Matanya mengedar, menatap sepanjang cakrawala. Hanya ada reruntuhan bangunan yang berlumut dan langit dihiasi awan cirrus laksana kepakan burung terbang. Masih menatap takjub sekeliling, belum mempercayai bahwa ada planet yang layak huni seperti bumi meskipun dengan udara dingin yang tidak main-main.
Jimin mengeratkan jaket astronotnya, udara masih bisa menembus kulitnya. Langkahnya dibawa menjauh dari rombongan, ingin menjelajahi sekitar bermodal catatan dalam buku kecilnya yang diambil dari pesan yang orang itu kirimkan.

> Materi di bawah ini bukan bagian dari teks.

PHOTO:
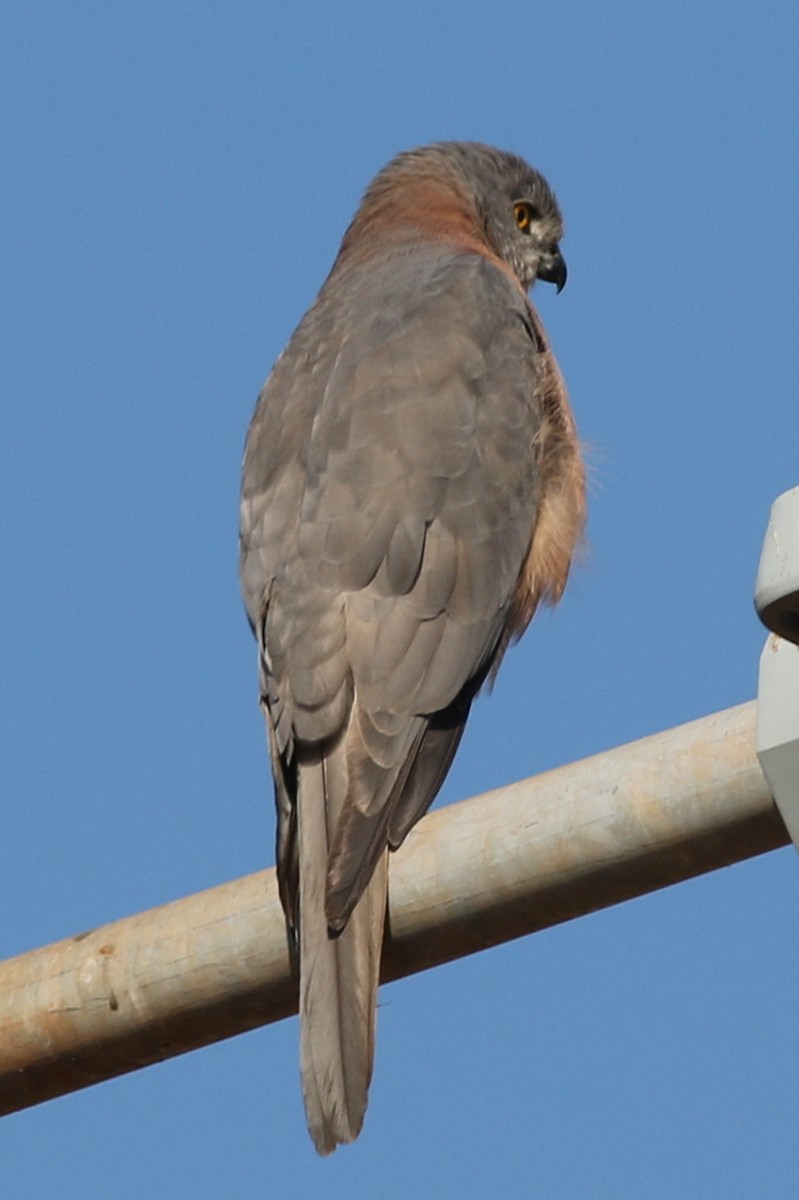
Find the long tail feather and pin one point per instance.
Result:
(338, 975)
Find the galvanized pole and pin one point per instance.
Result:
(470, 875)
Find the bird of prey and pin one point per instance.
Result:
(413, 489)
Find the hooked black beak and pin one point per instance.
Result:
(552, 268)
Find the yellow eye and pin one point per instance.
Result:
(524, 215)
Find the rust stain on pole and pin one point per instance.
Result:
(472, 875)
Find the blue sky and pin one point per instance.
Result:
(176, 180)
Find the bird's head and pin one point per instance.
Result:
(472, 195)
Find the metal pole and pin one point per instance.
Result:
(470, 875)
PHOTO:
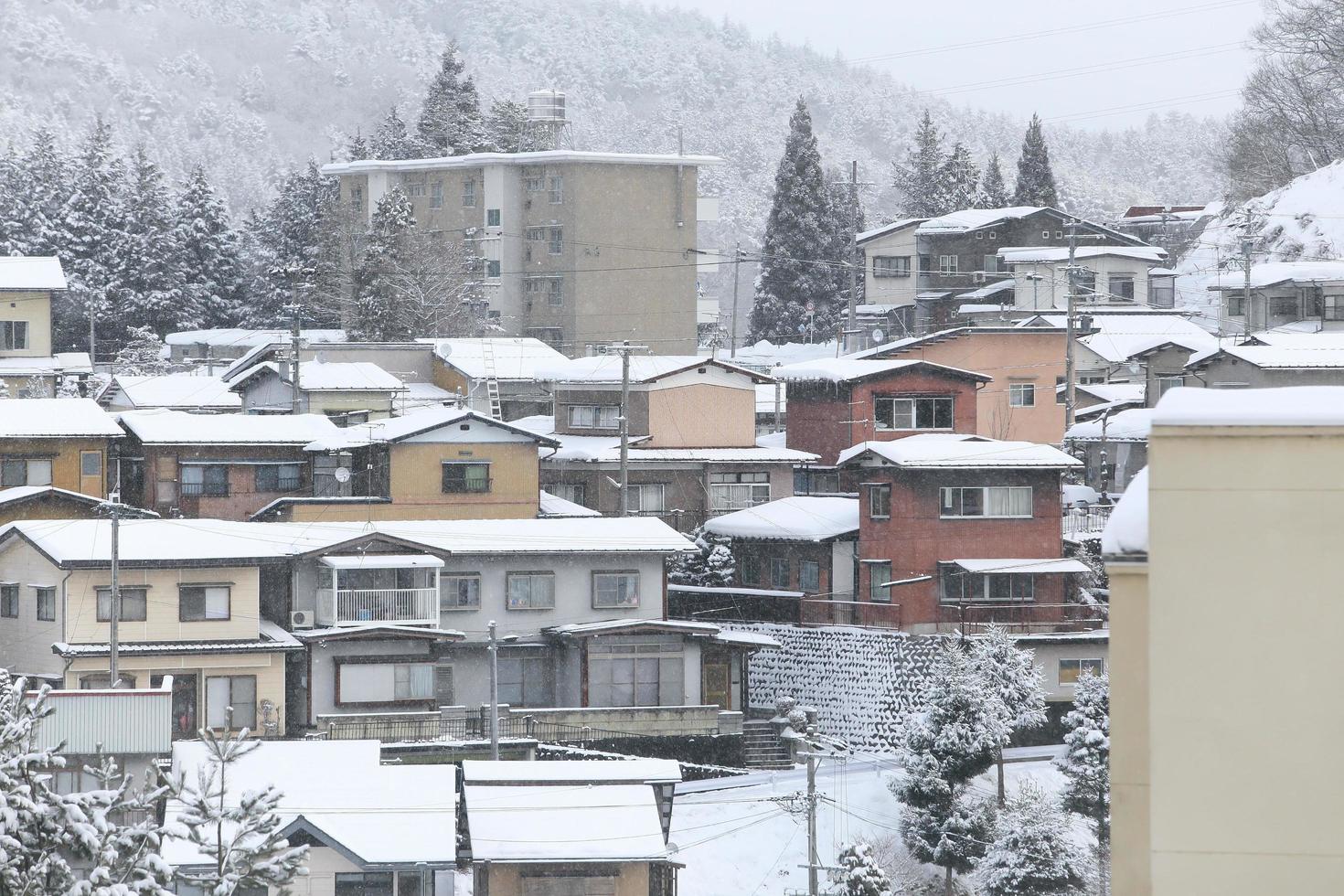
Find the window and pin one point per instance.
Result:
(529, 590)
(880, 501)
(629, 673)
(460, 592)
(891, 265)
(1070, 670)
(19, 470)
(211, 481)
(994, 500)
(645, 497)
(1121, 288)
(809, 577)
(14, 335)
(202, 602)
(594, 417)
(46, 603)
(279, 477)
(912, 412)
(1021, 395)
(231, 701)
(526, 680)
(878, 575)
(615, 590)
(133, 604)
(738, 491)
(460, 477)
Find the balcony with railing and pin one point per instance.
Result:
(379, 587)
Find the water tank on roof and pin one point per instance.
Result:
(546, 105)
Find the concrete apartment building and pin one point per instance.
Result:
(580, 248)
(1220, 730)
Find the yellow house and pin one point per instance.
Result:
(437, 464)
(1224, 618)
(60, 443)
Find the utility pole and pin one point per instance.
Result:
(624, 351)
(495, 692)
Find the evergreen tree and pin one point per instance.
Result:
(210, 252)
(1032, 853)
(920, 180)
(797, 260)
(944, 746)
(451, 120)
(862, 875)
(240, 832)
(960, 179)
(1035, 179)
(391, 142)
(994, 189)
(1086, 763)
(1014, 676)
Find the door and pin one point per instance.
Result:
(715, 680)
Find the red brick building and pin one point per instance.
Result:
(960, 531)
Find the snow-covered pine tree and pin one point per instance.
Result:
(920, 179)
(451, 120)
(797, 258)
(862, 875)
(1011, 673)
(1086, 762)
(210, 255)
(960, 179)
(943, 746)
(151, 277)
(1032, 853)
(390, 139)
(992, 188)
(1035, 179)
(238, 830)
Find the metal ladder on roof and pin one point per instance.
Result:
(492, 383)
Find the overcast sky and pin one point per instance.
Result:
(1135, 57)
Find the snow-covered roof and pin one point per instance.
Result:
(1126, 531)
(795, 518)
(609, 822)
(177, 427)
(1052, 254)
(400, 815)
(976, 218)
(514, 357)
(31, 272)
(645, 772)
(846, 369)
(887, 229)
(230, 336)
(644, 368)
(1284, 406)
(31, 418)
(172, 391)
(542, 157)
(953, 450)
(552, 506)
(1131, 425)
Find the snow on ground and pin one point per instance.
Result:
(738, 842)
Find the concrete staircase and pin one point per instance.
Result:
(763, 749)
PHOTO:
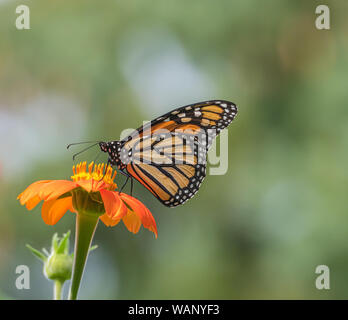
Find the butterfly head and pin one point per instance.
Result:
(103, 146)
(113, 149)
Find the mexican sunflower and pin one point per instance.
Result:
(91, 195)
(89, 191)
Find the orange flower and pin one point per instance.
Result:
(91, 192)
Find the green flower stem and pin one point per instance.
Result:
(58, 285)
(85, 227)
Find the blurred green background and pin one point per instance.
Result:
(87, 71)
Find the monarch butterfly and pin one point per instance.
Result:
(168, 155)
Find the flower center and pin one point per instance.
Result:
(95, 172)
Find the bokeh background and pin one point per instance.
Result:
(87, 71)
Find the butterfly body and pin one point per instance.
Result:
(168, 155)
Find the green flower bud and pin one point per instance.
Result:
(58, 267)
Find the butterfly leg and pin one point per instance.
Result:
(105, 170)
(131, 187)
(125, 183)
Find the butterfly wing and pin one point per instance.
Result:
(168, 155)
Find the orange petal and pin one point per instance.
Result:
(53, 210)
(132, 221)
(141, 211)
(108, 221)
(113, 204)
(32, 191)
(55, 188)
(32, 203)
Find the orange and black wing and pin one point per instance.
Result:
(168, 155)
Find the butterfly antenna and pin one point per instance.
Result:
(77, 143)
(83, 150)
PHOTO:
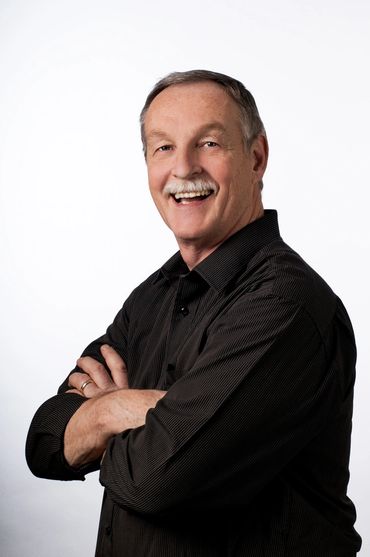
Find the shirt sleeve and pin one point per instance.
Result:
(45, 440)
(261, 389)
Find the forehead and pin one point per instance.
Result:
(191, 105)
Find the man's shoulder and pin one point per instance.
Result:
(285, 275)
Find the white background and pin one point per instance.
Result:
(76, 217)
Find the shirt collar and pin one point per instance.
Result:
(222, 265)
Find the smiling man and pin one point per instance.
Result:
(218, 404)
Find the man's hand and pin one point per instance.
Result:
(94, 380)
(112, 407)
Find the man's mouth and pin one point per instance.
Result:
(188, 197)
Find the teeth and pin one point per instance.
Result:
(201, 193)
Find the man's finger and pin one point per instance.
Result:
(116, 365)
(96, 371)
(84, 384)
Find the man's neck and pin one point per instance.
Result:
(193, 252)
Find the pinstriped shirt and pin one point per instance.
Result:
(247, 454)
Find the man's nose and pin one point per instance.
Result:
(186, 163)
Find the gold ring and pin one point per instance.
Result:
(84, 384)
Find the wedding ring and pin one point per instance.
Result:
(84, 384)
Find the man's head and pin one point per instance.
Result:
(206, 152)
(250, 121)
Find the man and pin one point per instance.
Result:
(218, 404)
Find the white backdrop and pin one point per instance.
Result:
(75, 214)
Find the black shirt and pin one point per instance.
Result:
(247, 454)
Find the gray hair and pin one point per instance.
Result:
(251, 123)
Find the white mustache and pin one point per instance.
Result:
(189, 186)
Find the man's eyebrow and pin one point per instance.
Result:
(213, 126)
(157, 134)
(207, 128)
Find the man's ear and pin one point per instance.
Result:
(260, 153)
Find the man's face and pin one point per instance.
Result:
(194, 136)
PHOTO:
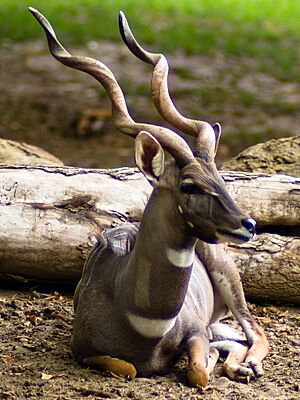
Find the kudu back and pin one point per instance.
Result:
(145, 296)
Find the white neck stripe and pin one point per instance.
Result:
(182, 258)
(150, 328)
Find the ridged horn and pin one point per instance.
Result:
(168, 139)
(207, 135)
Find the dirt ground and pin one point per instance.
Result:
(35, 358)
(48, 105)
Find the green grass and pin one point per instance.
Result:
(265, 29)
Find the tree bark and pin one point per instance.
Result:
(50, 217)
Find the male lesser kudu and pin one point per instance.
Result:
(148, 294)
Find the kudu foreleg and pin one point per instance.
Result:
(227, 284)
(113, 365)
(200, 365)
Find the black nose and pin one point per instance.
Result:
(249, 224)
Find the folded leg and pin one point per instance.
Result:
(227, 285)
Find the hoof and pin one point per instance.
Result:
(115, 366)
(197, 375)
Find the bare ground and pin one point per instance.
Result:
(41, 103)
(35, 358)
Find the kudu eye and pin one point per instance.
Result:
(189, 188)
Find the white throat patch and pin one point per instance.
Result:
(182, 258)
(151, 328)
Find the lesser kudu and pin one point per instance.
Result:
(148, 294)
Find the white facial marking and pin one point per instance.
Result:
(223, 284)
(151, 328)
(142, 285)
(182, 258)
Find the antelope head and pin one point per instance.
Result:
(203, 205)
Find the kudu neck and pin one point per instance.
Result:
(161, 262)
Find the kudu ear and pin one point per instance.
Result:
(149, 156)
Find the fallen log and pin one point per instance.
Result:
(12, 152)
(50, 217)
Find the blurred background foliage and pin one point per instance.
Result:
(264, 29)
(233, 61)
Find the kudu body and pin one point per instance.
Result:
(146, 295)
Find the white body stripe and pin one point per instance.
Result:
(151, 328)
(181, 258)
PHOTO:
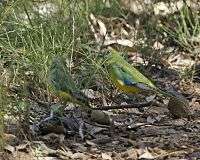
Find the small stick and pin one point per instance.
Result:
(134, 105)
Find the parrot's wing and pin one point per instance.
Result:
(126, 77)
(63, 84)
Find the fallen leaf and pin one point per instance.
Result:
(106, 156)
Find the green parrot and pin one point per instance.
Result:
(63, 85)
(127, 78)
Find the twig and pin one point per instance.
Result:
(134, 105)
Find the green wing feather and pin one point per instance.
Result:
(115, 59)
(129, 75)
(62, 83)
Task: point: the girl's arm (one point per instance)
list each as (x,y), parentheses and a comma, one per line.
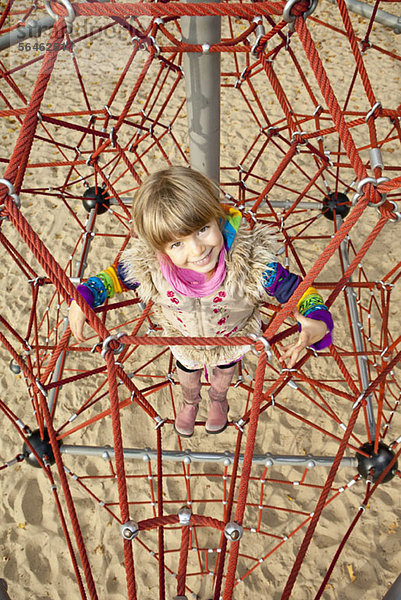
(315,322)
(95,291)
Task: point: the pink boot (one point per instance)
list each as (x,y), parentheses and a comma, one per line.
(190,386)
(218,407)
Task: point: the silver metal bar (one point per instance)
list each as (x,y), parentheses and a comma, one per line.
(394,593)
(356,328)
(286,204)
(202,81)
(382,17)
(226,458)
(31,29)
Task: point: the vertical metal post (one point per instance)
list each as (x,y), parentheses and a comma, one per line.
(202,80)
(356,328)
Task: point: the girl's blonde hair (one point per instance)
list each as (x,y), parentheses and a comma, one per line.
(174,203)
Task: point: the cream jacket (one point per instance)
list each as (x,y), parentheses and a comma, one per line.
(233,310)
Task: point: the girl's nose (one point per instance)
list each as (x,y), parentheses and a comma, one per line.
(197,247)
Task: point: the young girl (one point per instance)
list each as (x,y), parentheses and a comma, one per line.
(207,274)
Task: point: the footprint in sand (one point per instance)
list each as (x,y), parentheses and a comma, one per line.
(39,566)
(32,503)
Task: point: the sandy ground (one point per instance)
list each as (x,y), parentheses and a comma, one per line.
(34,557)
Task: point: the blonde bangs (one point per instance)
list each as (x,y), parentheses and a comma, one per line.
(174,203)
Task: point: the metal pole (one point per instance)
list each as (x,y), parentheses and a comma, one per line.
(394,592)
(356,328)
(202,81)
(306,461)
(3,590)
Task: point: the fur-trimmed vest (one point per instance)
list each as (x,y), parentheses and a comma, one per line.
(232,310)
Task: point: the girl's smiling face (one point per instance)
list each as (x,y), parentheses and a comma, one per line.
(198,251)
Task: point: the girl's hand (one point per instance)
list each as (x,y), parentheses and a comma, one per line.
(312,331)
(77,321)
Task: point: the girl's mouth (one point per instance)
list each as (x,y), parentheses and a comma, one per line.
(203,261)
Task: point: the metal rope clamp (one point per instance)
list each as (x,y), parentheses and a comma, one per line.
(69,19)
(290,18)
(264,341)
(260,32)
(375,183)
(112,338)
(12,192)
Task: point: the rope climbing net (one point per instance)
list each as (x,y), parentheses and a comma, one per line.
(88,109)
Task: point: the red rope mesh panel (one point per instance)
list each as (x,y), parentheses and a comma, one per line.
(104,112)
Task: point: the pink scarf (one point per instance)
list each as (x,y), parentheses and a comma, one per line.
(190,283)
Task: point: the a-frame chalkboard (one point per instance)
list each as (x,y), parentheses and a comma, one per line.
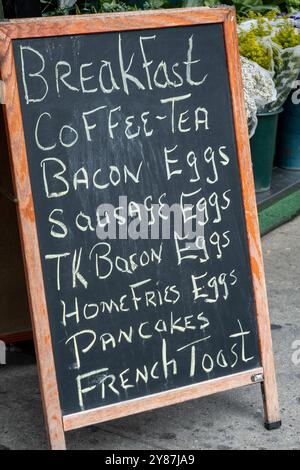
(142,111)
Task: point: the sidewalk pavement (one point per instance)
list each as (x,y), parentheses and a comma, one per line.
(232,420)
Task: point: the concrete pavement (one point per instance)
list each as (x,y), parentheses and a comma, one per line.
(232,420)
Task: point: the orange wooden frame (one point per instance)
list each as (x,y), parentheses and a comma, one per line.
(87,24)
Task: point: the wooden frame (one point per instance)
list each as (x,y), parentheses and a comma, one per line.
(35,28)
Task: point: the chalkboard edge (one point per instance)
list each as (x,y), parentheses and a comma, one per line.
(269,388)
(112,22)
(21,29)
(159,400)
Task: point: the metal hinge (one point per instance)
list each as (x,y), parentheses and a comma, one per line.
(257,378)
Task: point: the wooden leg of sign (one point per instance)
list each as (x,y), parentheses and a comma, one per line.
(271,405)
(269,385)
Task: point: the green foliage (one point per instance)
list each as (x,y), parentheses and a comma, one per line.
(253,49)
(286,37)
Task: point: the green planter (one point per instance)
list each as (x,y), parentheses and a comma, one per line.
(288,141)
(263,145)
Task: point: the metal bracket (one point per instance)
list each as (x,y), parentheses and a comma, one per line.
(257,378)
(10,197)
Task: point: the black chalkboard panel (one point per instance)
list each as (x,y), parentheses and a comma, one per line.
(120,127)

Orang itu, dia menyebut dirinya Yoongi, penghuni tempat ini, lebih tepatnya planet yang sedang dipijak oleh kedua kaki Jimin. Sebenarnya Jimin tidak tahu pasti sebenarnya makhluk apa Yoongi itu. Tapi keyakinan mengatakan dia juga manusia sama sepertinya dengan sedikit perbedaan.
Tapi harapan Jimin sedikit memudar, melihat keadaan sekitar, Jimin yakin tidak orang yang tinggal lagi disini.
'Batu berbentuk Lepus, berjalan dua puluh lima langkah kearah timur' –Jimin menatap buku kecilnya, informasi itu di dapat dari Yoongi. Dengan ringannya dia memberitahu letak rumahnya pada Jimin. Mungkin dari dulu Yoongi berharap Jimin datang ke rumahnya, tapi baru sekarang dia bisa datang kesini.
"Dualima, selesai." Jimin langsung terkejut melihat bangunan yang tinggal puing itu, tidak terlihat seperti reruntuhan rumah melainkan reruntuhan istana. Apakah Yoongi sejenis bangsawan di tempat ini? Jimin hanya diam, dia tahu seberapa kalipun dia bertanya hanya angin dingin yang berhembus membawa pertanyaannya tanpa memberi jawaban yang Jimin mau.
Tidak ada barang-barang yang tersisa di reruntuhan ini, dan langkahnya dibawa semakin ke inti istana. Dirinya berhenti, sepertinya susunan batuan yang dipinjak Jimin adalah altar istana. Melihat sekeliling berharap dia menemukan petunjuk, tapi hasilnya nihil. Sampai matanya menangkap sebuah persegi di sudut puing, dia mengampirinya. Sebuah buku.
Jimin berharap tulisan dalam buku itu bisa sedikit dinalar oleh otaknya. Dan ketika sampul dibuka dan berlanjut pada halaman selanjutnya, Jimin menghela nafas berat, judul bukunya terbaca tapi isinya tidak sama sekali.
Judulnya menggunakan huruf Yunani dan Jimin mengetahui huruf itu sedikit, tapi untuk halaman selanjutnya dia seperti buta huruf sesaat, karena benar-benar tak bisa terbaca.
'Alrescha' –dan asumsi Jimin tentang planet ini benar adanya.
.
Alrescha.
Planet dalam konstelasi rasi bintang Pisces, pada lingkaran ekliptika, dan berada dalam galaksi Andromeda. Menyimpan kehidupan yang layak namun sarat akan suhu dingin yang kental. Disini lah Yoongi berada.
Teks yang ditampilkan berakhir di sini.